The Audit Bureau of Circulation has released the bad news about newspaper circulation. Both the Houston Chronicle and the NY Times carried stories on Tuesday. The Chronicle reported this a drop of “14.2 percent daily and 6.3 percent on Sundays in the April-September period, compared with the same six-month span in 2008.”
With advertising revenues dropping, publisher Jack Sweeney said the new strategy is to get readers to pay more:
“Revenue from circulation needs to carry a bigger portion of our business going forward, so prices continue to be increased,” Sweeney said. “Even with increases of over 30 percent across all delivery options, Chronicle daily delivery still is only 73 cents a day. With a stamp currently costing 44 cents to deliver a first class letter, a copy of the Chronicle at your door is quite a value.”
Well, yes, but….
Joe Leydon sent an interesting story quoting Times publisher Arthur Sulzberger, who compared print to the Titanic. Even if the Titanic had not hit the iceburg, it was going to go out of business because of the airplane, he said.
Newspapers face the challenge of how to master the digital technology, and here’s what I think the problem is. The core task of reporting and editing the news remains. But how to deliver it?
That’s the realm of digital technology and I’m wondering if newspapers have the world’s best computer engineers and other digital innovators working for them. I doubt it. They’re all over at Google and Microsoft and Apple making the big bucks. The Chronicle’s search engine is notoriously clunky. Sometimes you can’t find a story on the web the day it is printed because the webpage has crowded it off. And Internet readers don’t have much patience. Newspapers are not leading in digital technology, they are still using it as an afterthought.
Newspapers are going to have to invest heavily not just in technology but in the creative people who can do things with technology, just at the point they are losing money and firing editorial people. They probably need to spend a lot of money on digital innovation. That’s where the opportunity lies.

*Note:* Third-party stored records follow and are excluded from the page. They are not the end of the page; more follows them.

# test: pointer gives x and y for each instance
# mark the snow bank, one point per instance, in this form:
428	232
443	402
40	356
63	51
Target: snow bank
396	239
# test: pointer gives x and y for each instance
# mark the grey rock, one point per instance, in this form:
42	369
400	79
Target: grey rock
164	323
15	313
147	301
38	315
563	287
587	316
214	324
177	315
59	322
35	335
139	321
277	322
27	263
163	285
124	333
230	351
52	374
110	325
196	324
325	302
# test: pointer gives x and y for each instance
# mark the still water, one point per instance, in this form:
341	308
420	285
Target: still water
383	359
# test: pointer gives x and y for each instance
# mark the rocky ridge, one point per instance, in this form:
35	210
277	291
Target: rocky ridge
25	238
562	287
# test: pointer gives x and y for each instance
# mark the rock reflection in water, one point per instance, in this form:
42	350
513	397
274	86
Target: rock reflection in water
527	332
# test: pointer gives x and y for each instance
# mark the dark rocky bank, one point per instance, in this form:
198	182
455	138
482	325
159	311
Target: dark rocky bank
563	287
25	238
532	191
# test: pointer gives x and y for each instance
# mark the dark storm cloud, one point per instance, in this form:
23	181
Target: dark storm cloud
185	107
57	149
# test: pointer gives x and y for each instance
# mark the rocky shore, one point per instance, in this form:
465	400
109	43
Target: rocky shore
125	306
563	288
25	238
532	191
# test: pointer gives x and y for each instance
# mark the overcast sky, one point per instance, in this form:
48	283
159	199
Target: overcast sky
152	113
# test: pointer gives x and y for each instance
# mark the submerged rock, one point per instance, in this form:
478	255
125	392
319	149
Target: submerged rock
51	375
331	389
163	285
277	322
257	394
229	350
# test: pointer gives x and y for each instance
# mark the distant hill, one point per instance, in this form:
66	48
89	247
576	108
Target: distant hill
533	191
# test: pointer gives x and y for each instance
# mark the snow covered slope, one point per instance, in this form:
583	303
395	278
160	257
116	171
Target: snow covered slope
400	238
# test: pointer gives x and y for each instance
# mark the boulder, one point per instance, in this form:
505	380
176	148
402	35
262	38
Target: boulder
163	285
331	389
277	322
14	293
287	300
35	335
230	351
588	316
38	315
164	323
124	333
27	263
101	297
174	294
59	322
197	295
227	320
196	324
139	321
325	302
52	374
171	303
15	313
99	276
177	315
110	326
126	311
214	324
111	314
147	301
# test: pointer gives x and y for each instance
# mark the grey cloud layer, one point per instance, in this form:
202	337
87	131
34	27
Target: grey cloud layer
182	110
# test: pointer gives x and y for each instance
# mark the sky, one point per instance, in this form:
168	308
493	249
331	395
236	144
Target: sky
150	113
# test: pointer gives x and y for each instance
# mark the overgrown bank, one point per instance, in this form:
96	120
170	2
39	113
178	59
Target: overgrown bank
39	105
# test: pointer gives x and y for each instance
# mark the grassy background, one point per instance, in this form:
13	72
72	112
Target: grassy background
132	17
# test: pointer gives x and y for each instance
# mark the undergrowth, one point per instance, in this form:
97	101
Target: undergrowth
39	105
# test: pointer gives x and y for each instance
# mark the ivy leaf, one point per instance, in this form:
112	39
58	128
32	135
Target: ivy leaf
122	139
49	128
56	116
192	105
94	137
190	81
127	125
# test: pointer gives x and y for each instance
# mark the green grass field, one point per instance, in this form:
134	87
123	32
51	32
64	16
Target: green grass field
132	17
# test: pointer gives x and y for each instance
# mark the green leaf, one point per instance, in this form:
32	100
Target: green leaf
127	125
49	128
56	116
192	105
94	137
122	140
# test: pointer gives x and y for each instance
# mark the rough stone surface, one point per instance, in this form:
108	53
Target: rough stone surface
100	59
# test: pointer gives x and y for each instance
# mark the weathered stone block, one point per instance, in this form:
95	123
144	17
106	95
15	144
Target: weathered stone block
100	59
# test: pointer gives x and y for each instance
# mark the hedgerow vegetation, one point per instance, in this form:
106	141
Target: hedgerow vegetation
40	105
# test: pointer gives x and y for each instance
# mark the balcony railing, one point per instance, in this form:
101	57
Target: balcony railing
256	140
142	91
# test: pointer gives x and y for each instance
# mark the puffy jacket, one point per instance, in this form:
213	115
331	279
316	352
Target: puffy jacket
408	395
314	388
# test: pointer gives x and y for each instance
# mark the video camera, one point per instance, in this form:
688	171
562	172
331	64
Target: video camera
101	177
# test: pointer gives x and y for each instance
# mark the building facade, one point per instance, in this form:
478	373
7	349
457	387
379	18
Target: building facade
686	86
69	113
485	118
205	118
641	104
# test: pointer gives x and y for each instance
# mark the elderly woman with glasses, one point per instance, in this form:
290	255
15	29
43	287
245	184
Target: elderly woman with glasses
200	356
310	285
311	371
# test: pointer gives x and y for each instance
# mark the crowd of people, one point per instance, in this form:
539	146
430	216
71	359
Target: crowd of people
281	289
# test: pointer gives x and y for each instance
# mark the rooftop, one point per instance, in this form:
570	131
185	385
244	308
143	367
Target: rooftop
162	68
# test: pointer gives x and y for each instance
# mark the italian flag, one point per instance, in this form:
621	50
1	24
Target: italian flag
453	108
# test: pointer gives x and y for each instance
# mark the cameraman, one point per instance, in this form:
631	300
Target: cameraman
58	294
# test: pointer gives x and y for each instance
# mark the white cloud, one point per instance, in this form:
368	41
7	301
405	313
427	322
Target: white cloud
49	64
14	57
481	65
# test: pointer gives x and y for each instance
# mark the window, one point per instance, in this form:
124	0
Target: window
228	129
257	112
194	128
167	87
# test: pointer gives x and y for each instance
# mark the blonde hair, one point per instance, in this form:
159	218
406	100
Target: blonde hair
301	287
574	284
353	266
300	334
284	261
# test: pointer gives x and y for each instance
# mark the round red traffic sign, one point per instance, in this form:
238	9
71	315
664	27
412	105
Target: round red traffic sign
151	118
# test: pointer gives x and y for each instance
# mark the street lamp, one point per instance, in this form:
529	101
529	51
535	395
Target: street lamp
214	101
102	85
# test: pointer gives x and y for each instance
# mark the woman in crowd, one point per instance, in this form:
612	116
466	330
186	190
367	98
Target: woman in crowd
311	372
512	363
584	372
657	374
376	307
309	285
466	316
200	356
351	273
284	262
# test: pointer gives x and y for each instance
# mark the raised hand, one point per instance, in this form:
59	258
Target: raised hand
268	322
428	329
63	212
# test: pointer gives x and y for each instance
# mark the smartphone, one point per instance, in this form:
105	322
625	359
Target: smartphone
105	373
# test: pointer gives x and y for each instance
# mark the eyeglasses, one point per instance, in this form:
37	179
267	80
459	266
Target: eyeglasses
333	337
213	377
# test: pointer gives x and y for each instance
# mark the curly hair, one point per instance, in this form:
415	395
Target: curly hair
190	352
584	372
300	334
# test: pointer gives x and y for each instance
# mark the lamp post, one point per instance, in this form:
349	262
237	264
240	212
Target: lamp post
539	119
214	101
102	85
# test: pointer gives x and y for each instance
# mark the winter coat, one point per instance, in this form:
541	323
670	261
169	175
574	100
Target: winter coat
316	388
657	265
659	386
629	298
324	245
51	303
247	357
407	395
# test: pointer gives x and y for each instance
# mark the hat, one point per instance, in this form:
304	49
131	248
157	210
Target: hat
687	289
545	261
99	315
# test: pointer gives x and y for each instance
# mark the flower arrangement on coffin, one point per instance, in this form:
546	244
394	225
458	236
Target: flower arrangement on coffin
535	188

About fifteen years ago when film cameras were still in action and the digital transition was not complete, most professionals used Nikons. Nikon built the most durable cameras with the best optics. But Canon saw that the camera was no longer an optical device to print images on film. It was an optical device to convert light into pixels. The best camera was going to be the camera with the best computer inside. Canon surged ahead of Nikon and Nikon has been trying to catch up ever since.
Of course, it took about sixty years for airplanes to wipe out the passenger steamship business. The changes in newspapers are happening much faster.